Caos conseguia avistá-la agora, inclinada sobre o sangue derramado e com a Pedra Preciosa Cinzenta nas mãos.
O gigante compreendeu o perigo que corria.
Ferido e tonto, Palin procurou freneticamente o bastão, que jazia debaixo do dragão morto. A sombra, que ia crescendo, derramava trevas em volta do mago. Levantando a cabeça, viu que os olhos vazios e tenebrosos do gigante — que recuperara a visão — se concentravam em Usha.
Palin levantou-se atabalhoadamente.
— Usha! Cuidado! Fuja! — gritou.
Com o estrépito que o gigante fazia, a jovem não o ouviu. Ou ignorou-o. Mantendo o olhar fixo no solo manchado de sangue, tentava, em desespero, recuperar uma gota, para introduzi-la dentro das metades da Pedra Preciosa Cinzenta.
Desistindo do bastão, Palin acorreu em auxílio dela.
Nunca chegou a fazê-lo.
A mão enorme de Caos, que parecia prender o vento, arrastou este consigo. Palin foi atingido por uma rajada de ar quente, que o empurrou para trás e o fez chocar contra o corpo do dragão. A cabeça pareceu explodir-lhe de dor.
— Usha — murmurou, enjoado e tonto. Esforçou-se por se levantar e, em espírito, conseguiu-o, mas o seu corpo jazia no sangue do dragão. Sentiu o próprio sangue escorrer-lhe, quente, pelo rosto. Refletido nos olhos vazios do gigante, não passava de uma partícula de poeira. Depois, tornou-se nada.

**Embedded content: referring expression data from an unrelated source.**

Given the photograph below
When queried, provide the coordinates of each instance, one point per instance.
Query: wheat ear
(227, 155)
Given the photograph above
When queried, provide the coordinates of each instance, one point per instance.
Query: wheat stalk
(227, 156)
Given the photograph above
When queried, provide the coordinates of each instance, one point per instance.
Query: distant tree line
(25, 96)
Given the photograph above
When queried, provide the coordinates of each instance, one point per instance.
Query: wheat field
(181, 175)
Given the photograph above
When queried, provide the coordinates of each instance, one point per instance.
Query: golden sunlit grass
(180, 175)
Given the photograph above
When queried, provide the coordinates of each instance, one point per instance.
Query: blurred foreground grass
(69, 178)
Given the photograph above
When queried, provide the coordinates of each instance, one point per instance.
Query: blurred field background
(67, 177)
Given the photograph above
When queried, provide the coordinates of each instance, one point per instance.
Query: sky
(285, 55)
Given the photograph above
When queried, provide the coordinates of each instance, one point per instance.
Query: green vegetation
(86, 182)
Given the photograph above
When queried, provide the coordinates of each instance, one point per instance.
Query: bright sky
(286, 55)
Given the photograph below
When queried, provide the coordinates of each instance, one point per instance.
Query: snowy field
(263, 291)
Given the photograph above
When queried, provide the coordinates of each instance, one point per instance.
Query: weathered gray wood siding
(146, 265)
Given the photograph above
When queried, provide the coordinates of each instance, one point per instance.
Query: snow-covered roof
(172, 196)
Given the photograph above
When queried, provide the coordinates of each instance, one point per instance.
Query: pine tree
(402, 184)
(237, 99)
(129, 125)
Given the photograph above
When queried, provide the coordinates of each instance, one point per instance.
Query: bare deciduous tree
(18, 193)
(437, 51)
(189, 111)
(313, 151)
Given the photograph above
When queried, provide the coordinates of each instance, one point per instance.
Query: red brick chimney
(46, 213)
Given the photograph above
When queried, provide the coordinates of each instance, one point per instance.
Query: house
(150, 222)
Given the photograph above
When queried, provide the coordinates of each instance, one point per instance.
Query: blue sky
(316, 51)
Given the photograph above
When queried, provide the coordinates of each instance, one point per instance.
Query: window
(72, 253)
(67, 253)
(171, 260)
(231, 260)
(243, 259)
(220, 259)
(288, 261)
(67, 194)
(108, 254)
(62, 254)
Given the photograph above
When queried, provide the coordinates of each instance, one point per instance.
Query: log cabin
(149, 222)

Tasslehoff despejava os alforjes e o chão em volta dele estava praticamente juncado de objetos. Um pedacinho de cristal azul, um bocadinho de árvore do vale petrificada, um anel de cabelo da juba de uma grifo, um lagarto morto numa tira de couro, uma rosa murcha, um anel branco com duas pedras vermelhas, uma pena branca de galinha...
— Onde meti a maldita colher?! — gritou, frustrado.

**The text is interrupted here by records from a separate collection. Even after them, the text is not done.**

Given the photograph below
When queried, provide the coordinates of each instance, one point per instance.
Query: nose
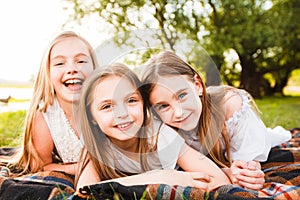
(72, 68)
(177, 110)
(121, 112)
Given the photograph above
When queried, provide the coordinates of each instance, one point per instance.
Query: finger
(201, 185)
(200, 176)
(252, 173)
(253, 165)
(239, 164)
(250, 186)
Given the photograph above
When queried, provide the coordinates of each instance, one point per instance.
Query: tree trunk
(250, 80)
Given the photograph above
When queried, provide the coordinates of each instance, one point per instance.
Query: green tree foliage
(264, 34)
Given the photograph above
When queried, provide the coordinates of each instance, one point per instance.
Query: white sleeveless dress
(65, 140)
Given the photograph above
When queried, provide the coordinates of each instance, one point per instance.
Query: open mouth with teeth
(73, 84)
(124, 126)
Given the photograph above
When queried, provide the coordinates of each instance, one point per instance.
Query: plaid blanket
(282, 173)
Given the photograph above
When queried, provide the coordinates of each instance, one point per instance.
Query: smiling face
(117, 108)
(176, 100)
(70, 64)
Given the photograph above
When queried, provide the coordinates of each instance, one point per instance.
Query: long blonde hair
(212, 119)
(27, 160)
(96, 145)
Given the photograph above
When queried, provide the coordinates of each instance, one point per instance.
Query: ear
(198, 84)
(94, 122)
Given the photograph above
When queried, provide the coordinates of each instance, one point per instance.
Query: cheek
(87, 70)
(55, 75)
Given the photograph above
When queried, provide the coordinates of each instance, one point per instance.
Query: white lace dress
(250, 139)
(65, 140)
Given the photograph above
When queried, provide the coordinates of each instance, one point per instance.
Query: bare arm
(191, 160)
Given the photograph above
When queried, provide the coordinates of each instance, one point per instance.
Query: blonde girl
(50, 130)
(218, 121)
(121, 138)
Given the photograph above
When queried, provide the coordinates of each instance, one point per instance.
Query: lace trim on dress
(66, 142)
(233, 121)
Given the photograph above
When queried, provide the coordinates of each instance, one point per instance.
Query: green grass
(11, 128)
(283, 111)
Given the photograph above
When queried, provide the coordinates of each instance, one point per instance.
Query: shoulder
(233, 102)
(40, 126)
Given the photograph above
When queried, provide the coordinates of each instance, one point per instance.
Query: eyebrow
(76, 55)
(111, 100)
(173, 96)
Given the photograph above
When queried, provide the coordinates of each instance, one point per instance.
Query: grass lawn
(283, 111)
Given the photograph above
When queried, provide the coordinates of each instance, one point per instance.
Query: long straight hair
(212, 119)
(97, 149)
(27, 160)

— Usha! Desista, menina! Fuja! — berrava Dougan.
— O que se passa? O que aconteceu? — Tas levantou a cabeça, ansioso por ver. — Estou perdendo alguma coisa?

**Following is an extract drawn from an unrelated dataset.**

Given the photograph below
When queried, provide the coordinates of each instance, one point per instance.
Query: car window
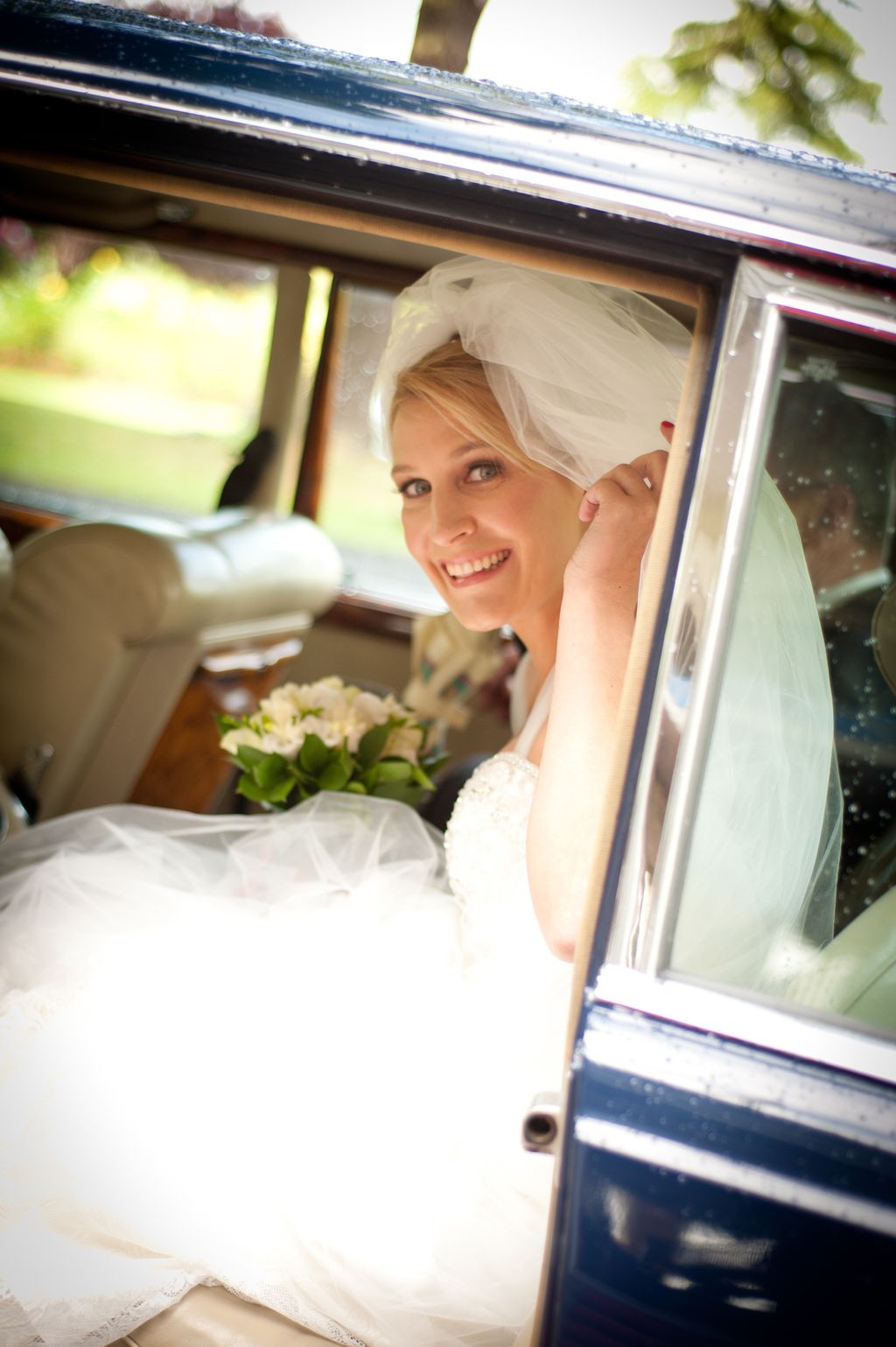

Usha, ainda agachada, continuava a esgravatar a terra, com as lágrimas a banhar-lhe o rosto. Palin, que jazia numa poça de sangue do dragão, parecia um boneco enrodilhado.
Ouviu-se o arrastar das botas que calçavam os pés enormes do gigante... E estas rolavam pelo chão ribombando e chiando como seixos gigantescos, que esmigalhavam os corpos dos cavaleiros mortos e dos dragões moribundos. Usha e Palin encontravam-se à mercê do monstro.